In a major blow to the ruling Modi government, the Supreme Court today, Oct 27, ordered an independent probe into the controversial Pegasus snooping. The court will be hearing the issue again after eight weeks.
In a strong-worded judgement, the Chief Justice of India (CJI) said that "unreasonable espionage of people is not acceptable at all."
A three-judge bench headed by Chief Justice of India N V Ramana and comprising Justices Surya Kant and Hima Kohli asked a three-member committee, supervised by retired judge Justice R V Raveendran will look into the allegations of unauthorized surveillance using the Pegasus software.
CJI further went on to add that "The state cannot get a free pass every time by raising national security concerns. No omnibus prohibition can be called against judicial review.
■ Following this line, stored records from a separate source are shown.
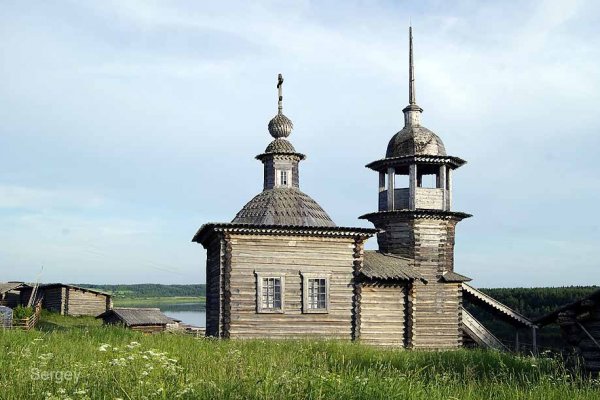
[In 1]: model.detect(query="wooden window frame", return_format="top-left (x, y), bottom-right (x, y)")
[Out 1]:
top-left (255, 271), bottom-right (285, 314)
top-left (276, 169), bottom-right (291, 187)
top-left (301, 272), bottom-right (330, 314)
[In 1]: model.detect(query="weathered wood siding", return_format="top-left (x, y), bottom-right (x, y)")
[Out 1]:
top-left (410, 219), bottom-right (462, 349)
top-left (226, 234), bottom-right (358, 339)
top-left (368, 215), bottom-right (463, 349)
top-left (558, 306), bottom-right (600, 373)
top-left (42, 287), bottom-right (66, 314)
top-left (66, 288), bottom-right (110, 316)
top-left (130, 325), bottom-right (167, 333)
top-left (3, 291), bottom-right (21, 308)
top-left (205, 236), bottom-right (223, 337)
top-left (359, 282), bottom-right (406, 346)
top-left (410, 281), bottom-right (462, 349)
top-left (378, 188), bottom-right (445, 211)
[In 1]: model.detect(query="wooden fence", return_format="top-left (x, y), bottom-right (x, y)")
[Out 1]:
top-left (11, 302), bottom-right (42, 330)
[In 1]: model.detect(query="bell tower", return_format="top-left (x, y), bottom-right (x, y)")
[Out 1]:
top-left (360, 27), bottom-right (472, 349)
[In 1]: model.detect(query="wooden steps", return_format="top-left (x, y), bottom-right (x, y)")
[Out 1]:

Center should have justified its stand here and not rendered the court a mute spectator."
The Supreme Court emphasized the importance of privacy and technology in its decision, stating that while technology can be used to better people's lives, it can equally be used to infringe privacy. It stated that certain privacy restrictions exist, but that these restrictions must pass constitutional scrutiny. The Supreme Court said it was first unsatisfied with the writ petitions filed in the case based on newspaper stories, but noticed the many additional petitions submitted by Pegasus' direct victims.
The Editors Guild of India, journalists N Ram and Shashi Kumar, Pranjoy Guha Thakurta, Trinamool Congress leader Yashwant Sinha, and professor Jagdeep S Chhokar submitted petitions in the subject, which were heard by the Supreme Court.
Following media revelations in July this year, the controversial use of the Pegasus spyware, the main product of Israel's NSO Group, to snoop thousands of people worldwide, including over a hundred in India, made headlines. The names of activists, journalists, and politicians in the country were published by the media.